Mon bonsaï perd ses feuilles: est‑ce normal ou est‑il mort?

La perte de feuilles n’est pas un signe de mort en soi. Beaucoup de bonsaïs caducs ou semi‑persistants perdent une partie de leur feuillage à l’automne ou après un changement brusque. Ce qui compte, c’est l’état du tronc et des branches après la chute. Utilise les tests décrits plus haut avant de conclure.

Pour mieux comprendre pourquoi un bonsaï peut se déplumer soudainement, cette vidéo aborde les causes les plus courantes:

Comment savoir si son bonsaï est mort ou juste en dormance?

En dormant, l’arbre garde une certaine souplesse dans les rameaux et une écorce bien collée au tronc. Une petite griffure révèle du vert ou du crème. En revanche, un arbre mort a des branches cassantes, une écorce qui se détache facilement et un bois marron sec à l’intérieur. L’odeur de pourriture au niveau des racines est aussi un indice clair.

Comment faire repartir un bonsaï qui semble mort?

Il faut d’abord vérifier la présence du cambium vivant. Si c’est le cas, place l’arbre à bonne lumière indirecte, réduis les arrosages au juste nécessaire et n’apporte surtout pas d’engrais tant qu’une nouvelle pousse n’apparaît pas. Si le problème vient du substrat, un rempotage de sauvetage avec taille des racines pourries est la meilleure option. Patience: la reprise peut prendre plusieurs semaines, voire deux mois.

Un bonsaï peut‑il repousser après avoir perdu toutes ses feuilles?

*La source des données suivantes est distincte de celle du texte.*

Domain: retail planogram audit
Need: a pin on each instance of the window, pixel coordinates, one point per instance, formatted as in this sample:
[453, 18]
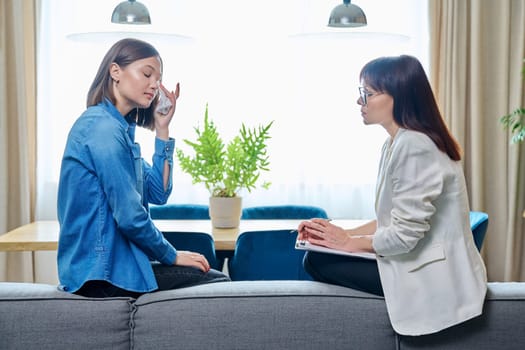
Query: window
[252, 62]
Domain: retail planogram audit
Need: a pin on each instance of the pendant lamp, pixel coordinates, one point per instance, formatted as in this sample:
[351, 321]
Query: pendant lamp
[130, 12]
[347, 15]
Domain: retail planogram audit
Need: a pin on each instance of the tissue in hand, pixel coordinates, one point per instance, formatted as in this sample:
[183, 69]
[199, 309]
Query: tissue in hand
[164, 104]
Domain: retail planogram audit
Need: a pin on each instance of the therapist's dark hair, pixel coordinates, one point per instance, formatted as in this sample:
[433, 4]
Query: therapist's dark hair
[123, 53]
[415, 107]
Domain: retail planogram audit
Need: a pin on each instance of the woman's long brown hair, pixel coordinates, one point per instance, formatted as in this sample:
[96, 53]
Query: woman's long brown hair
[123, 53]
[415, 107]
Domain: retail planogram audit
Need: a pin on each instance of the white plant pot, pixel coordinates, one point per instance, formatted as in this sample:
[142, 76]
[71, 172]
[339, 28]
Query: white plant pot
[225, 212]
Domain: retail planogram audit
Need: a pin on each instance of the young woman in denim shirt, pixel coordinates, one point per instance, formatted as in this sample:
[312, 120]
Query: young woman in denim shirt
[107, 239]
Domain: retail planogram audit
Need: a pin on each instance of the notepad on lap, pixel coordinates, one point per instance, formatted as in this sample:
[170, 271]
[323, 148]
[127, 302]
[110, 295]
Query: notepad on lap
[305, 245]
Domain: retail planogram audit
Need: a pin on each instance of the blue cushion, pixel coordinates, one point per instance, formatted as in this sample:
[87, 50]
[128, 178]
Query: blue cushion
[180, 212]
[198, 242]
[267, 255]
[283, 212]
[479, 222]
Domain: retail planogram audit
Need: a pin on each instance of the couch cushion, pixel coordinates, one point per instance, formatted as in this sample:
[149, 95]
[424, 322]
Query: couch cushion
[262, 315]
[38, 316]
[501, 326]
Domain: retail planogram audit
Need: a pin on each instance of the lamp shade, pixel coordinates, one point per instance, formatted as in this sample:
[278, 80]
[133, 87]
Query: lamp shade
[130, 12]
[347, 15]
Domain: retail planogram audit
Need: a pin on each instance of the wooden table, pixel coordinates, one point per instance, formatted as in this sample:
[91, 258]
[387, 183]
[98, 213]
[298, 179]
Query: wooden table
[43, 235]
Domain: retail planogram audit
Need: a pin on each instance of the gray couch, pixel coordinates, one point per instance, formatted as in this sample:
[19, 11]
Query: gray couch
[241, 315]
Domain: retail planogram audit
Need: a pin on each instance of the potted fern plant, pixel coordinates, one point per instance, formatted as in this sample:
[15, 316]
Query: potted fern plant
[225, 170]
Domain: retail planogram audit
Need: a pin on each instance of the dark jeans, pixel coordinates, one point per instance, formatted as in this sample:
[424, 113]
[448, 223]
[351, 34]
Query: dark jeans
[352, 272]
[168, 277]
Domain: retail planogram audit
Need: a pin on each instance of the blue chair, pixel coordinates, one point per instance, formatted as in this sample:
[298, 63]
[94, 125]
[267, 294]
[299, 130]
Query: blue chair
[271, 255]
[193, 241]
[198, 242]
[270, 212]
[479, 222]
[267, 255]
[179, 212]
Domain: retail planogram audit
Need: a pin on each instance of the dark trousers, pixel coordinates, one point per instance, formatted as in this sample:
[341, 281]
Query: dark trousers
[168, 277]
[352, 272]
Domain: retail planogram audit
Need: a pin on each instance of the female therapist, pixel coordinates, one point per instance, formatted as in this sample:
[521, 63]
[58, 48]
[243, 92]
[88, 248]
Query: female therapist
[427, 267]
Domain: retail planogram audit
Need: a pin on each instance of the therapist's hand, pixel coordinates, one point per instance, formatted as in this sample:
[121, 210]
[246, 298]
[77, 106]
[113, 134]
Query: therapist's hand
[185, 258]
[323, 233]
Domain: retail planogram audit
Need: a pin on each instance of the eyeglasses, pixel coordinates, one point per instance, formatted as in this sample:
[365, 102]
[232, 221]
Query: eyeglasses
[365, 94]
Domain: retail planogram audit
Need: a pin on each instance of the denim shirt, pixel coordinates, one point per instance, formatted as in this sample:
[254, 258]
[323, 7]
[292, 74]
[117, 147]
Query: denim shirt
[105, 186]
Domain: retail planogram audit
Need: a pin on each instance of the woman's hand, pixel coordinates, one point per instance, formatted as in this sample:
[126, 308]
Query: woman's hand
[323, 233]
[185, 258]
[162, 121]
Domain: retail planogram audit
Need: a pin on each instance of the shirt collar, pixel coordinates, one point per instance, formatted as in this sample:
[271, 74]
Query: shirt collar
[124, 121]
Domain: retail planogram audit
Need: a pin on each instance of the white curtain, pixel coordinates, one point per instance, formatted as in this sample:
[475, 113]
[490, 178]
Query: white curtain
[252, 62]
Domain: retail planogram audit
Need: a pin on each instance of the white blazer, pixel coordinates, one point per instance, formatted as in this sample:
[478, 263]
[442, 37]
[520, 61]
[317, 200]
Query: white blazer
[431, 272]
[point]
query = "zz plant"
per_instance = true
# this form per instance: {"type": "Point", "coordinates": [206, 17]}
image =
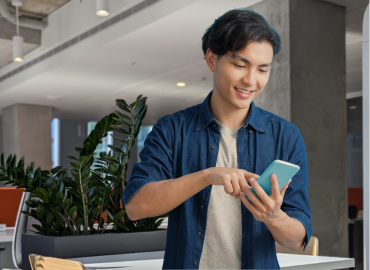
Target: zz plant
{"type": "Point", "coordinates": [87, 198]}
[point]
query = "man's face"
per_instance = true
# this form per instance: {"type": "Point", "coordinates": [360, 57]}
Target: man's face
{"type": "Point", "coordinates": [236, 75]}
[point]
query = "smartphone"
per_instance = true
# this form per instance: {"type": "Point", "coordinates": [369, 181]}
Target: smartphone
{"type": "Point", "coordinates": [283, 170]}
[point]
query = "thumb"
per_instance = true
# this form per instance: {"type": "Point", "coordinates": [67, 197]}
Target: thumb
{"type": "Point", "coordinates": [282, 191]}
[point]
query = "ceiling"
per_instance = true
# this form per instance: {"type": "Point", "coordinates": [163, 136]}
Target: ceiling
{"type": "Point", "coordinates": [147, 54]}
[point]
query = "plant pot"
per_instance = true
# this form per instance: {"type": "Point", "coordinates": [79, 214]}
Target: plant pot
{"type": "Point", "coordinates": [91, 245]}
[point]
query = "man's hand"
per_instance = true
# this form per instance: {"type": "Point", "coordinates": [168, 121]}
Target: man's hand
{"type": "Point", "coordinates": [232, 179]}
{"type": "Point", "coordinates": [267, 208]}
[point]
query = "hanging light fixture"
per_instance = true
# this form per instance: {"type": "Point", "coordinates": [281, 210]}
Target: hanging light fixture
{"type": "Point", "coordinates": [17, 40]}
{"type": "Point", "coordinates": [102, 8]}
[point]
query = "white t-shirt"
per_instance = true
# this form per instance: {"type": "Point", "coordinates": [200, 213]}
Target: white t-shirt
{"type": "Point", "coordinates": [223, 237]}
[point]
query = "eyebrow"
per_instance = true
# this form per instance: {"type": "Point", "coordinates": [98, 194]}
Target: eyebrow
{"type": "Point", "coordinates": [247, 62]}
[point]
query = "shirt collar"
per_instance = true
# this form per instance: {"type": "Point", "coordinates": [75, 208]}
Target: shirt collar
{"type": "Point", "coordinates": [206, 117]}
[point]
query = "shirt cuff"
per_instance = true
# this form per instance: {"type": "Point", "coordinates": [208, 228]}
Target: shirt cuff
{"type": "Point", "coordinates": [305, 220]}
{"type": "Point", "coordinates": [132, 187]}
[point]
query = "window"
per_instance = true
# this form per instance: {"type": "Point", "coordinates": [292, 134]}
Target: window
{"type": "Point", "coordinates": [103, 146]}
{"type": "Point", "coordinates": [354, 139]}
{"type": "Point", "coordinates": [55, 142]}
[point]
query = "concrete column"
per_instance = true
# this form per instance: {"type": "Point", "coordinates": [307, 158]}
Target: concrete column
{"type": "Point", "coordinates": [27, 132]}
{"type": "Point", "coordinates": [307, 86]}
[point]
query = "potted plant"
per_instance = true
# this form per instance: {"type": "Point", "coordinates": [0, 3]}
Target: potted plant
{"type": "Point", "coordinates": [80, 209]}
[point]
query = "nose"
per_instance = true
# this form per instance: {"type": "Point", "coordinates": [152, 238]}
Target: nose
{"type": "Point", "coordinates": [249, 77]}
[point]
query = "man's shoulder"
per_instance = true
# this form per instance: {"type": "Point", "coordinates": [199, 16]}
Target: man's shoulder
{"type": "Point", "coordinates": [270, 119]}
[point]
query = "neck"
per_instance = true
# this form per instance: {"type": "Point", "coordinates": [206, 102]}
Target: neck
{"type": "Point", "coordinates": [226, 113]}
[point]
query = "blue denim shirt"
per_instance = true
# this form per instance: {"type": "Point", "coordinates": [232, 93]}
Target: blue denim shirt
{"type": "Point", "coordinates": [181, 144]}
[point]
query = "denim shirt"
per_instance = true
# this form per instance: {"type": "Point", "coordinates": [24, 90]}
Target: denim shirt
{"type": "Point", "coordinates": [187, 142]}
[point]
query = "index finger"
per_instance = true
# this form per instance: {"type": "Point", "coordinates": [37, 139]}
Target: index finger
{"type": "Point", "coordinates": [274, 184]}
{"type": "Point", "coordinates": [249, 175]}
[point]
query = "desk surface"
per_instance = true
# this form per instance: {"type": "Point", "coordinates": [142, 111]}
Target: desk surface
{"type": "Point", "coordinates": [154, 260]}
{"type": "Point", "coordinates": [7, 235]}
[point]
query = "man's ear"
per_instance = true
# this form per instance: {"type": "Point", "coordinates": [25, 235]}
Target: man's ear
{"type": "Point", "coordinates": [211, 60]}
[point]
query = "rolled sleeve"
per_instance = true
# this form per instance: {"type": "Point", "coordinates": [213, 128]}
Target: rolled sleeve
{"type": "Point", "coordinates": [156, 162]}
{"type": "Point", "coordinates": [295, 203]}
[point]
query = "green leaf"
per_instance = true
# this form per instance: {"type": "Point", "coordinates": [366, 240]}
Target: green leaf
{"type": "Point", "coordinates": [49, 219]}
{"type": "Point", "coordinates": [40, 211]}
{"type": "Point", "coordinates": [59, 196]}
{"type": "Point", "coordinates": [67, 203]}
{"type": "Point", "coordinates": [72, 211]}
{"type": "Point", "coordinates": [119, 215]}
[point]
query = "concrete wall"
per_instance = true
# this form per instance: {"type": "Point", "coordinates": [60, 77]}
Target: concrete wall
{"type": "Point", "coordinates": [318, 89]}
{"type": "Point", "coordinates": [26, 132]}
{"type": "Point", "coordinates": [307, 87]}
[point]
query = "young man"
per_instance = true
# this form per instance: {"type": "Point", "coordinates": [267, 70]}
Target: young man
{"type": "Point", "coordinates": [196, 163]}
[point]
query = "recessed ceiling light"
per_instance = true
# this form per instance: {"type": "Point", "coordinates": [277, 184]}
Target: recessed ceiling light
{"type": "Point", "coordinates": [51, 97]}
{"type": "Point", "coordinates": [102, 8]}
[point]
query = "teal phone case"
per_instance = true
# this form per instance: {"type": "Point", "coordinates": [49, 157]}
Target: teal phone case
{"type": "Point", "coordinates": [284, 172]}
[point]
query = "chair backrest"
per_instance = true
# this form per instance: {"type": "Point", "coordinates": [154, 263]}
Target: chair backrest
{"type": "Point", "coordinates": [39, 262]}
{"type": "Point", "coordinates": [312, 248]}
{"type": "Point", "coordinates": [20, 227]}
{"type": "Point", "coordinates": [23, 224]}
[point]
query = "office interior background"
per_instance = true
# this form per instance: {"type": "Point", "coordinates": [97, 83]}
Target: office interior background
{"type": "Point", "coordinates": [76, 64]}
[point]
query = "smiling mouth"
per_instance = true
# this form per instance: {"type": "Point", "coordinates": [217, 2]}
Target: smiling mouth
{"type": "Point", "coordinates": [243, 91]}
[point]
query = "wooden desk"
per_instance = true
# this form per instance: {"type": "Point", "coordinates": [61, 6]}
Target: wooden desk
{"type": "Point", "coordinates": [7, 236]}
{"type": "Point", "coordinates": [6, 239]}
{"type": "Point", "coordinates": [154, 260]}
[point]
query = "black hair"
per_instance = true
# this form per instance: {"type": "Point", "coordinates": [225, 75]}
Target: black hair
{"type": "Point", "coordinates": [234, 30]}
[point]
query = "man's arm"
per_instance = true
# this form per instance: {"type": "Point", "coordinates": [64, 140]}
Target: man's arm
{"type": "Point", "coordinates": [288, 232]}
{"type": "Point", "coordinates": [160, 197]}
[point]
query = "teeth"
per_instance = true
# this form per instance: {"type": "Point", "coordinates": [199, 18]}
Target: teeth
{"type": "Point", "coordinates": [243, 91]}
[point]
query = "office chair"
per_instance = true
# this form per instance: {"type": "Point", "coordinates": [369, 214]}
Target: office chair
{"type": "Point", "coordinates": [22, 224]}
{"type": "Point", "coordinates": [311, 249]}
{"type": "Point", "coordinates": [39, 262]}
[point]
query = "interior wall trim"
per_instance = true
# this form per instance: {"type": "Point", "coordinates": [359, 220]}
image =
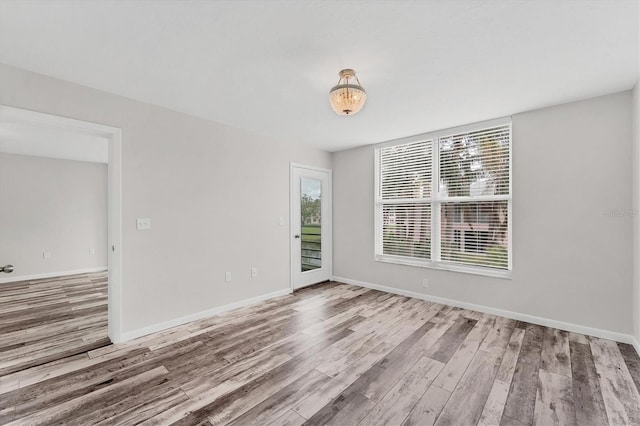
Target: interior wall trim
{"type": "Point", "coordinates": [567, 326]}
{"type": "Point", "coordinates": [154, 328]}
{"type": "Point", "coordinates": [12, 279]}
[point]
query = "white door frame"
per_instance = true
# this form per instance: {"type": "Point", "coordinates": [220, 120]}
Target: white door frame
{"type": "Point", "coordinates": [114, 171]}
{"type": "Point", "coordinates": [293, 221]}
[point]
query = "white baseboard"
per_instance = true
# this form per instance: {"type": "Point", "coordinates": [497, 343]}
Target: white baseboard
{"type": "Point", "coordinates": [635, 344]}
{"type": "Point", "coordinates": [14, 278]}
{"type": "Point", "coordinates": [567, 326]}
{"type": "Point", "coordinates": [129, 335]}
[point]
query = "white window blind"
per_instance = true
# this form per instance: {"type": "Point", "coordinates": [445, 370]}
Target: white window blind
{"type": "Point", "coordinates": [452, 211]}
{"type": "Point", "coordinates": [405, 194]}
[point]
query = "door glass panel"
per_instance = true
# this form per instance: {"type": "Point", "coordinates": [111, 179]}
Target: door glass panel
{"type": "Point", "coordinates": [310, 209]}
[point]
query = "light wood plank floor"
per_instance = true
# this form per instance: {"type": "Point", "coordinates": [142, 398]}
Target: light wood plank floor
{"type": "Point", "coordinates": [337, 354]}
{"type": "Point", "coordinates": [50, 319]}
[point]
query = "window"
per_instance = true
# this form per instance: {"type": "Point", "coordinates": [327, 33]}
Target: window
{"type": "Point", "coordinates": [443, 199]}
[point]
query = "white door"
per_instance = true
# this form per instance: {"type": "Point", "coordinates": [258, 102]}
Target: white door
{"type": "Point", "coordinates": [310, 225]}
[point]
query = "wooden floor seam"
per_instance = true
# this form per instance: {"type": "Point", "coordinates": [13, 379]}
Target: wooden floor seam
{"type": "Point", "coordinates": [327, 354]}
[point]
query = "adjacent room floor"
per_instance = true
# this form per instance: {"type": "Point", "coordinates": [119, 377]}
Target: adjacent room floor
{"type": "Point", "coordinates": [337, 354]}
{"type": "Point", "coordinates": [51, 319]}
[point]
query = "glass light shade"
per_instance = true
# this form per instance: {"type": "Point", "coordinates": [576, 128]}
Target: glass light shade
{"type": "Point", "coordinates": [347, 98]}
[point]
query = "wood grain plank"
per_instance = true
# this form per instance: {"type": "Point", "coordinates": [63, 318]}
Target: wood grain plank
{"type": "Point", "coordinates": [395, 406]}
{"type": "Point", "coordinates": [428, 408]}
{"type": "Point", "coordinates": [587, 396]}
{"type": "Point", "coordinates": [522, 393]}
{"type": "Point", "coordinates": [555, 356]}
{"type": "Point", "coordinates": [554, 400]}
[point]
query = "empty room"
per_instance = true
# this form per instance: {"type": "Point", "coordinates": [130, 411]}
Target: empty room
{"type": "Point", "coordinates": [322, 212]}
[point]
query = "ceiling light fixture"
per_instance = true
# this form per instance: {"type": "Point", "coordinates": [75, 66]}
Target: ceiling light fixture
{"type": "Point", "coordinates": [347, 98]}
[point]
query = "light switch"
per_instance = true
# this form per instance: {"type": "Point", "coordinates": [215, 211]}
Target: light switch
{"type": "Point", "coordinates": [143, 223]}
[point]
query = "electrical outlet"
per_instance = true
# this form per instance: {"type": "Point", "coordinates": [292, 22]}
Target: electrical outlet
{"type": "Point", "coordinates": [143, 223]}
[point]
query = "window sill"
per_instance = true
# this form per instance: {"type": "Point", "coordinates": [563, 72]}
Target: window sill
{"type": "Point", "coordinates": [487, 272]}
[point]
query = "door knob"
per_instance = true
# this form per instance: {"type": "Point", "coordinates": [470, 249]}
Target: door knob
{"type": "Point", "coordinates": [7, 269]}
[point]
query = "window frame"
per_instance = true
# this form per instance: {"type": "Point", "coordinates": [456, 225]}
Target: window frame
{"type": "Point", "coordinates": [437, 200]}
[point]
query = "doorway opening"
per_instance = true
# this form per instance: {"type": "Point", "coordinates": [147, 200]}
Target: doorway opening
{"type": "Point", "coordinates": [311, 228]}
{"type": "Point", "coordinates": [66, 147]}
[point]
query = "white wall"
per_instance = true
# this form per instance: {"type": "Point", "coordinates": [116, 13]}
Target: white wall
{"type": "Point", "coordinates": [58, 206]}
{"type": "Point", "coordinates": [635, 96]}
{"type": "Point", "coordinates": [213, 193]}
{"type": "Point", "coordinates": [571, 262]}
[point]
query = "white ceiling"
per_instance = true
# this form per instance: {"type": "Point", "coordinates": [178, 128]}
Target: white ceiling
{"type": "Point", "coordinates": [267, 66]}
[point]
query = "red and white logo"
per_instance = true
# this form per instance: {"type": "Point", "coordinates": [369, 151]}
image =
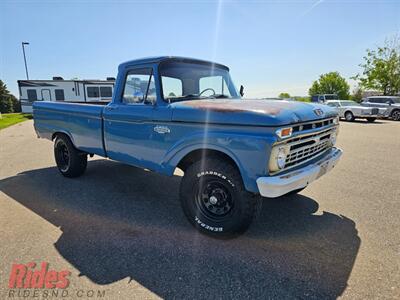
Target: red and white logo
{"type": "Point", "coordinates": [26, 276]}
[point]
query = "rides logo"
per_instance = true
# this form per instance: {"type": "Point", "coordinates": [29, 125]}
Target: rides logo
{"type": "Point", "coordinates": [25, 276]}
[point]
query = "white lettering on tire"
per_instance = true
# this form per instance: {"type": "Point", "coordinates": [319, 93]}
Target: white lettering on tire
{"type": "Point", "coordinates": [205, 226]}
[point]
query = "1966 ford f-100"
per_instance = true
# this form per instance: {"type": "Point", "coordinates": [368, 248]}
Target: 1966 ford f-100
{"type": "Point", "coordinates": [173, 112]}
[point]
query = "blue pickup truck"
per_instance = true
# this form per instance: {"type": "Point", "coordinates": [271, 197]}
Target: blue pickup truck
{"type": "Point", "coordinates": [174, 112]}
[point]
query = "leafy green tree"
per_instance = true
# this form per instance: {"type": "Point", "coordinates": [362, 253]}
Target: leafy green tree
{"type": "Point", "coordinates": [16, 104]}
{"type": "Point", "coordinates": [6, 105]}
{"type": "Point", "coordinates": [381, 68]}
{"type": "Point", "coordinates": [330, 83]}
{"type": "Point", "coordinates": [284, 95]}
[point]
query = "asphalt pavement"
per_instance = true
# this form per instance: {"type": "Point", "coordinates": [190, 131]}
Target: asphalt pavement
{"type": "Point", "coordinates": [121, 233]}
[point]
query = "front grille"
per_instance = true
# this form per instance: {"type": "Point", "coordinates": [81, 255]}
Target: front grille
{"type": "Point", "coordinates": [307, 147]}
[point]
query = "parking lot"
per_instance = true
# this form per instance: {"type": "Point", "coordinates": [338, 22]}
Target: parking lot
{"type": "Point", "coordinates": [120, 230]}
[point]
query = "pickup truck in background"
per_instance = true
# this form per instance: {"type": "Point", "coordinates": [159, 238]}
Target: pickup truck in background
{"type": "Point", "coordinates": [173, 112]}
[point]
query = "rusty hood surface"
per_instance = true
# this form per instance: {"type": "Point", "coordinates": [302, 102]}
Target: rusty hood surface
{"type": "Point", "coordinates": [249, 111]}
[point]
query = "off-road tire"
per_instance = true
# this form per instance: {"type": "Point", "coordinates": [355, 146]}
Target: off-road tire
{"type": "Point", "coordinates": [70, 161]}
{"type": "Point", "coordinates": [349, 116]}
{"type": "Point", "coordinates": [217, 177]}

Oui, c’est même fréquent chez des espèces comme le ficus, l’orme de Chine ou certains érables palmatum. L’arbre met ses réserves dans le tronc et les racines, puis émet de nouveaux bourgeons quand la situation s’améliore. Tant que le bois n’est pas sec et que les racines ne sont pas intégralement pourries, il y a un espoir. Ne jette rien trop vite, et protège juste l’arbre du gel et du soleil direct le temps de la récupération.